The trap had nearly killed her.
Ellie’s body was limp and bruised, her wrists rope-burned, blood drying in ugly trails down her back. When she woke, she didn’t know where she was — only that it smelled of salt and antiseptic. Her head throbbed, vision swimming in and out of focus.
She wasn’t dead.
And then she heard her.
“You’re awake.”
Ellie turned her head slowly. The motion hurt. Abby sat beside her, knees bent, arms resting on them. There was a cut on her cheek, dirt on her clothes, her blonde hair darker with sweat.
“You—” Ellie started, then winced. “You killed them?”
Abby nodded, eyes tired. “Most of them. Enough.”
Silence stretched. The only sound was the distant crash of waves and the rasp of Ellie’s uneven breath.
“Why?”
Abby didn’t answer at first. She reached into a first aid kit, pulled out a roll of gauze, and leaned forward. “Turn over. Let me clean that.”
“You’re not serious.”
“Ellie, your back’s a mess.”
Ellie didn’t move.
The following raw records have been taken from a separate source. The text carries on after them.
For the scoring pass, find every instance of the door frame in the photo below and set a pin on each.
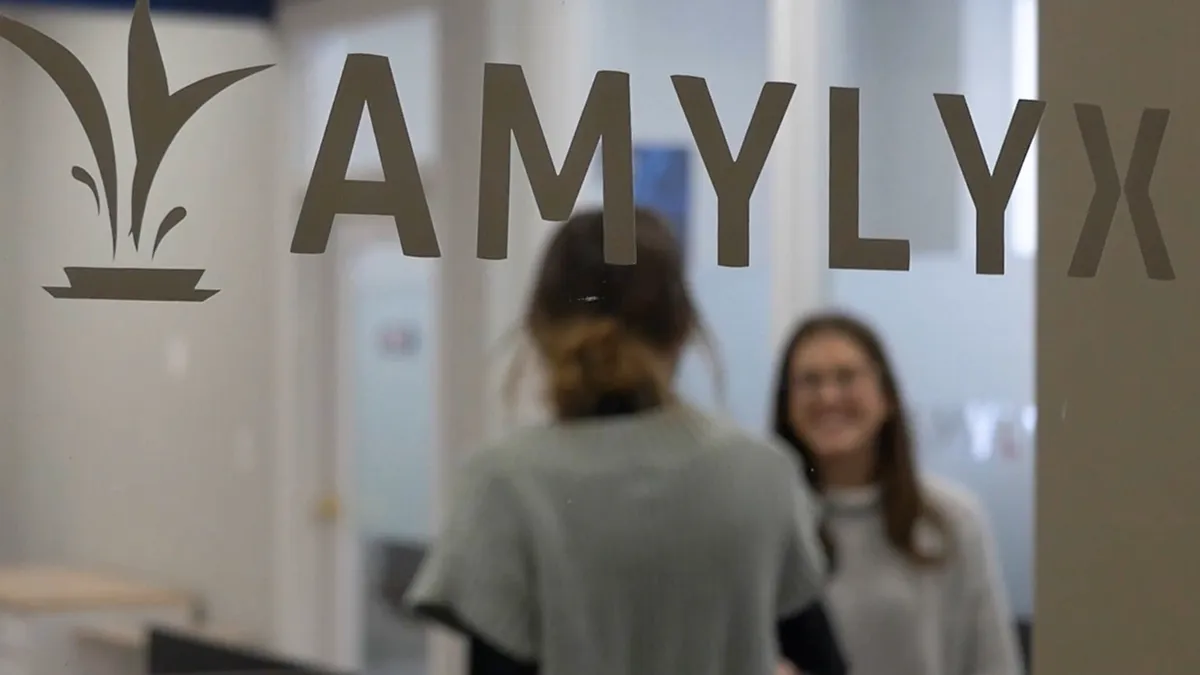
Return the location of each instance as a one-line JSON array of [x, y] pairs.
[[309, 620], [346, 577]]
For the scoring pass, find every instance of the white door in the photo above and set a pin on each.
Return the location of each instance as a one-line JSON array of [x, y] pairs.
[[324, 610], [383, 459]]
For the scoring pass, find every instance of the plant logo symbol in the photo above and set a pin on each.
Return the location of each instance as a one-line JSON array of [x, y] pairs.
[[156, 115]]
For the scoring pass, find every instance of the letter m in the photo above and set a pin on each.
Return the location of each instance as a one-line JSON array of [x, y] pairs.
[[509, 115]]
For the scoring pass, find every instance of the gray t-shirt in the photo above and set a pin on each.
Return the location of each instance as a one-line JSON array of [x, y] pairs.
[[651, 544], [895, 619]]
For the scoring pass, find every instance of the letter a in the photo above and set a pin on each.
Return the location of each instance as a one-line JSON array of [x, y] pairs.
[[366, 84]]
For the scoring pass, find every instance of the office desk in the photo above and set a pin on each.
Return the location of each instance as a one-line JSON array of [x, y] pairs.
[[42, 608]]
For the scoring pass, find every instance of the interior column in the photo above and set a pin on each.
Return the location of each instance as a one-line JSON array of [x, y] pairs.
[[1119, 473], [801, 48], [461, 294]]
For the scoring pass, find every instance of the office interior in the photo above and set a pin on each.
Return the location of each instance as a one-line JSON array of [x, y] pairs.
[[267, 466]]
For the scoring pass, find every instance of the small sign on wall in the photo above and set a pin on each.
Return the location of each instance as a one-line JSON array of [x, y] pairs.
[[400, 340]]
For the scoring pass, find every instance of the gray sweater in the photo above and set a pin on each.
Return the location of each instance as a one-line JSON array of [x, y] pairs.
[[897, 620], [661, 543]]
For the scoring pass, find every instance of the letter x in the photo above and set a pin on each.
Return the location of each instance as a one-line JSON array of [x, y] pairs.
[[1092, 239]]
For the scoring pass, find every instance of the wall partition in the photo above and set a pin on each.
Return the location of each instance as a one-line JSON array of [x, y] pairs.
[[1117, 472]]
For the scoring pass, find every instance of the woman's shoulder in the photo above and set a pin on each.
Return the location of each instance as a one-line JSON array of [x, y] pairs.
[[961, 508]]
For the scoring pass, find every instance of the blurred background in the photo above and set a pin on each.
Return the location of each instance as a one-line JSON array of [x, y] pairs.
[[275, 454]]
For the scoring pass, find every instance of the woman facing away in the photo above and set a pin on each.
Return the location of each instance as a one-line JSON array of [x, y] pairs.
[[915, 586], [634, 535]]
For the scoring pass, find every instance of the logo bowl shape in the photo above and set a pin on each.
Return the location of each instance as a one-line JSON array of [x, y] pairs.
[[156, 115]]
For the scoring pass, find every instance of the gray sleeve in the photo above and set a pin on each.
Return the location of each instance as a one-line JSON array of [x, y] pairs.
[[991, 644], [478, 578], [803, 571]]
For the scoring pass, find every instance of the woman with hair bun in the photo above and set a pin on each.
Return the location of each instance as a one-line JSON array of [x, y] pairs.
[[633, 535]]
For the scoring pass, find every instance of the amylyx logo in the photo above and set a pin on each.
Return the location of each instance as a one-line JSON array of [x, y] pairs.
[[156, 115]]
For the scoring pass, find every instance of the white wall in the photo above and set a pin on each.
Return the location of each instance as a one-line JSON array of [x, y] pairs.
[[115, 460], [957, 338]]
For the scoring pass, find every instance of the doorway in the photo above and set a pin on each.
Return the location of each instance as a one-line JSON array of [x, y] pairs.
[[384, 455]]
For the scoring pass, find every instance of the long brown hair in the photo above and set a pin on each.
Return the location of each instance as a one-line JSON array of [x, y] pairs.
[[609, 335], [904, 501]]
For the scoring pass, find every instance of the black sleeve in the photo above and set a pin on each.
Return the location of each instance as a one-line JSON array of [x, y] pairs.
[[485, 659], [808, 641]]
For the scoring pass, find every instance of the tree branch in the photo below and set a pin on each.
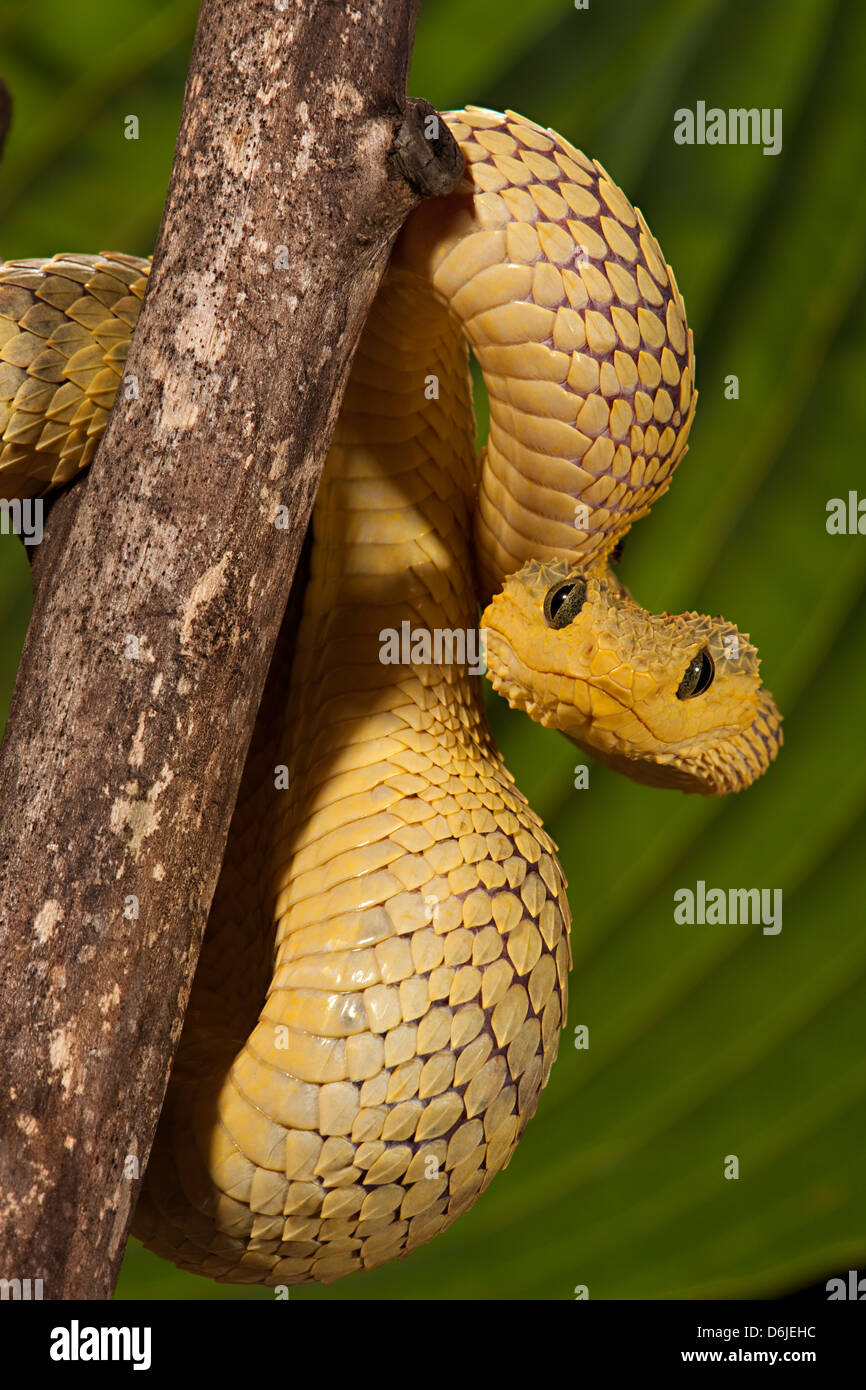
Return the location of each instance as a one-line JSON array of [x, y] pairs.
[[161, 588]]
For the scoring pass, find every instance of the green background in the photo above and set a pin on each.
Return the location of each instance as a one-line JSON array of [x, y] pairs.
[[705, 1041]]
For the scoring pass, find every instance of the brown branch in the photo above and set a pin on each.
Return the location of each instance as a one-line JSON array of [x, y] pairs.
[[161, 588]]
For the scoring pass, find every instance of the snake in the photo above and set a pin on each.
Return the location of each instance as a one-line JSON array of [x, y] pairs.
[[384, 975]]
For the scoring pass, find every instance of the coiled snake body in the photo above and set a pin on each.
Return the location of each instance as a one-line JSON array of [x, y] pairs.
[[384, 977]]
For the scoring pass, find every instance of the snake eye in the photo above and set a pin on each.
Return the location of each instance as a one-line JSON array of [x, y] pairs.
[[698, 676], [563, 602]]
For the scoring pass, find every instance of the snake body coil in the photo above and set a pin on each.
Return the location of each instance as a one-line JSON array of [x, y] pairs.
[[384, 977]]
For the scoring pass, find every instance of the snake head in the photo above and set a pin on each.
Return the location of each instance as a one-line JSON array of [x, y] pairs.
[[670, 701]]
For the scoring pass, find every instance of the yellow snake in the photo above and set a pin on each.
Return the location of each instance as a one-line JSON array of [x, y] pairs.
[[382, 983]]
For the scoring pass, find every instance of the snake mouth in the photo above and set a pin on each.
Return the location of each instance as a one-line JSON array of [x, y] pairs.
[[724, 759], [519, 691]]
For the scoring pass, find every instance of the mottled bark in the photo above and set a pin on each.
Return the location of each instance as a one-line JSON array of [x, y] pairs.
[[160, 590]]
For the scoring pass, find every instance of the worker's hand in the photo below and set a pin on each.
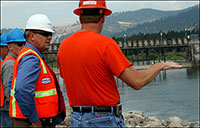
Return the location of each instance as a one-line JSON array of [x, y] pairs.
[[170, 65], [37, 124]]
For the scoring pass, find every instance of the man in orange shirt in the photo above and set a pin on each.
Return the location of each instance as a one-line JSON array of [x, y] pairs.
[[89, 61]]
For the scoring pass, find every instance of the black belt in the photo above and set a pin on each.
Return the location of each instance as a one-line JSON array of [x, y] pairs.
[[116, 109]]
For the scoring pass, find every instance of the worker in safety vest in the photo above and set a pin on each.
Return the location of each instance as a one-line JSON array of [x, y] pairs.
[[36, 99], [15, 41], [4, 52], [89, 66]]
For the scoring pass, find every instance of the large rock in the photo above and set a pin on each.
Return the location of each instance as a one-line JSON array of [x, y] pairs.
[[174, 122], [153, 122]]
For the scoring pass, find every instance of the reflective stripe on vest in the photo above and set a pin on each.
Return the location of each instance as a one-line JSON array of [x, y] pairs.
[[45, 93], [1, 86], [38, 94]]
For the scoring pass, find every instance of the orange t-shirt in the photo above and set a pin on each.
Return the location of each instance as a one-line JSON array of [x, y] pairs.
[[88, 62]]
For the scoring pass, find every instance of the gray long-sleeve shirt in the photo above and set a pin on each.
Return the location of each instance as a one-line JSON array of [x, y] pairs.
[[7, 70]]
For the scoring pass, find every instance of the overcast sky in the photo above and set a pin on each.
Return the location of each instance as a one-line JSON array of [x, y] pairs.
[[16, 13]]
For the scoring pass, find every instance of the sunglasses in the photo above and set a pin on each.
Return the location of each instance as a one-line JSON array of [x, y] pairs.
[[20, 44], [43, 33]]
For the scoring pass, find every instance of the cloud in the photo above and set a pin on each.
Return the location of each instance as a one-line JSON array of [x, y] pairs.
[[16, 13]]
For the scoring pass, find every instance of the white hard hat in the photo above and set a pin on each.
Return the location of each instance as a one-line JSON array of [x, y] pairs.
[[39, 22]]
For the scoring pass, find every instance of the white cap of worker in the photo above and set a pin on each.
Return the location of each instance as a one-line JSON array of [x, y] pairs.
[[39, 22]]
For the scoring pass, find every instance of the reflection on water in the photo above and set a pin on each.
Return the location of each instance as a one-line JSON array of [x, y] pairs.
[[172, 93], [176, 93]]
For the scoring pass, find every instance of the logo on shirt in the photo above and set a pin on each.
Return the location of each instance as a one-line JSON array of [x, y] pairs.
[[46, 80]]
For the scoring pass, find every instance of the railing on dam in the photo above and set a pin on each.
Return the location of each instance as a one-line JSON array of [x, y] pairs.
[[139, 52]]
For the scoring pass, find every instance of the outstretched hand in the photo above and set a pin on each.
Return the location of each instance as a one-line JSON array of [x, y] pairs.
[[170, 65]]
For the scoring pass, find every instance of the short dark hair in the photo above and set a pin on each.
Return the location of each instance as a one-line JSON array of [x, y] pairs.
[[91, 15]]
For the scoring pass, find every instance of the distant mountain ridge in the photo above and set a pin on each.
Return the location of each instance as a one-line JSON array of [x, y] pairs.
[[132, 22], [184, 20]]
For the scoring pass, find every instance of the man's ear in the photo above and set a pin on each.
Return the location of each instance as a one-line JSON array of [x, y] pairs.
[[31, 36], [103, 19]]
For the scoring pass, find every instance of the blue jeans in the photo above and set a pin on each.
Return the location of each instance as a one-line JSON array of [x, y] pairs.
[[96, 119], [5, 119]]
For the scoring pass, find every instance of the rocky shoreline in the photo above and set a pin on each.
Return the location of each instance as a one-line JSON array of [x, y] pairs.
[[137, 119]]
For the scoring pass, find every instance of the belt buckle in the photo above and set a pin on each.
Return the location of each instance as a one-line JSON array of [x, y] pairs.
[[118, 111]]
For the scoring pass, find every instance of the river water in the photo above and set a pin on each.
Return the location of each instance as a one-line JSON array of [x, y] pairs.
[[173, 93]]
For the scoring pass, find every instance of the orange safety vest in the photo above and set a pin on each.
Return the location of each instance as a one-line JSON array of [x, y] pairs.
[[46, 96], [1, 89], [1, 84]]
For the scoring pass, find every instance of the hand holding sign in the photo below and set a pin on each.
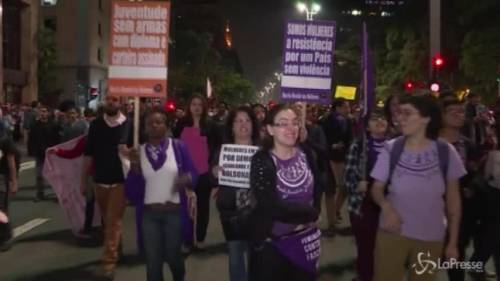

But when Abby reached out, fingers brushing her shoulder, she didn’t flinch. Not this time.
She let Abby guide her — slowly, gently — onto her stomach, the mattress underneath coarse and scratchy. Her shirt was already torn down the back, blood crusted into the fabric. Abby peeled it away like she was handling something sacred.
Ellie hissed in pain.
“Sorry,” Abby muttered, voice hoarse.
“Didn’t think you’d be the one bandaging me up.”
“Didn’t think I’d ever see you again.”
Abby worked in silence, dabbing antiseptic along the wounds. Ellie bit down on her lip to keep from crying out. But it wasn’t the pain that got to her — it was the way Abby’s hands moved. Careful. Steady. Familiar.
She remembered those hands from Jackson, from Seattle, from the theater. From the nightmares.
And yet, now… they didn’t feel like violence.
They felt like mercy.
When Abby finished wrapping her back, she sat beside her again, arms around her knees.
Ellie rolled onto her side slowly, resting on her elbow, watching her.
“You could’ve left me,” she said. “You should’ve.”
“Yeah. I know.”
“So why didn’t you?”
Abby finally looked at her. The moonlight caught the edge of her jaw, the hollow curve of her cheek. She looked different now — older, thinner, but no less strong.
“Because,” she said quietly, “I don’t think I could stand losing you too.”
Ellie’s breath caught.
She wanted to lash out. Wanted to say something sharp and bitter. But all the fight had drained out of her in that trap, along with the last of her hate.
“I don’t know what this is,” Ellie whispered.